Thanks for your advice!,
I’ve been binging service manuals and tutorials and what I’ll probably start with is the static convergence by adjusting the pots and the convergence rings, if I can’t get that to work I’ll make some strips and start adjusting the yoke.
Those are magnet strips, I presume? How does it single out a colour?
I’ve always thought of them as just plastic, but I notice some places talk about them being magnetic.
You place them in the yoke on sort of a trail and error basis until the convergence is correct. You’d have to consult someone with more knowhow than me to figure out how it actually works. It’s more about how the yoke rests on the tube than a specific color output.
Those specific Commodore monitors are actually made by JVC.
For better picture on this monitor, you could try to obtain and use a Y/C video cable instead of the composite cable with your C64. On the back of the monitor are a pair of inputs, one for Y (luma) and C (chroma). Conversely, you can adapt s-video to work with those inputs with a modified cable.
Well, gotta wait one more week to get this 310. My basement space is ready, though. Ready for the TV anyway, but not exactly ready to house all the consoles and wires just yet. I’m realizing I’m probably going to have to build a custom shelf, which probably won’t happen until late spring.
Something else I’ve been on the lookout for is the stands that go with those old Trinitrons since they were pretty nice and look good with the set designed for them. Clearly a dream scenario since I have yet to even see a 310 for sale, but hope springs eternal.
The Commodore 1701 and 1702 monitors are made by JVC.
Yeah commodore monitors were made by a bunch of different manufacturers over the years. If anyone is interested in taking a look, this might be the best resource on the monitors that exists today:
There also this one from zimmers, which is probably the best overall commodore resource in existence.

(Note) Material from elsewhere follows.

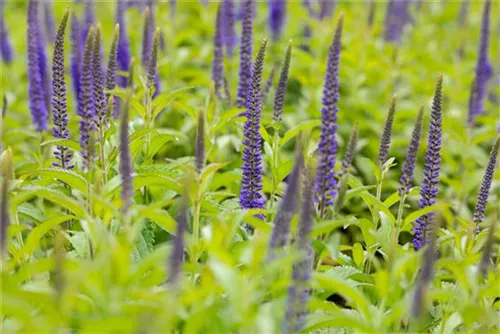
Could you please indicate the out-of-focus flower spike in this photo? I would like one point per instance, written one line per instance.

Yep, those look great. I’ve got a special situation in my basement, though, and I need help getting an exact space all set up.
My scart ready, 26" Blaupunk CRT died the other day.
It started sparking across the screen, which was rather alarming.
I took it to a local repair place, who informed me that it had taken a bath at some stage, and the corrosion was irreparable.
I got it second hand, and assumed that it had been well looked after.
Lesson learned I guess.
RGB ready scart TVs are more common here in Oz, but still rare enough.
Only surviving close up of the nice shadow mask:
Are those sets common at all in your area?
The luxury European brands sold pretty well in Australia, and there’s usually a few Loewe, B&O, Blaupunkt, etc sets in the local classifieds.
There’s more wide-screen variants than 4:3 sets in my recent searches though.
That said, I picked these up from the side of the road, so I’m still ahead (so long as they’re not going to die soon).
Both are working well. I just need to make sure there’s no permanent water damage preventing longevity.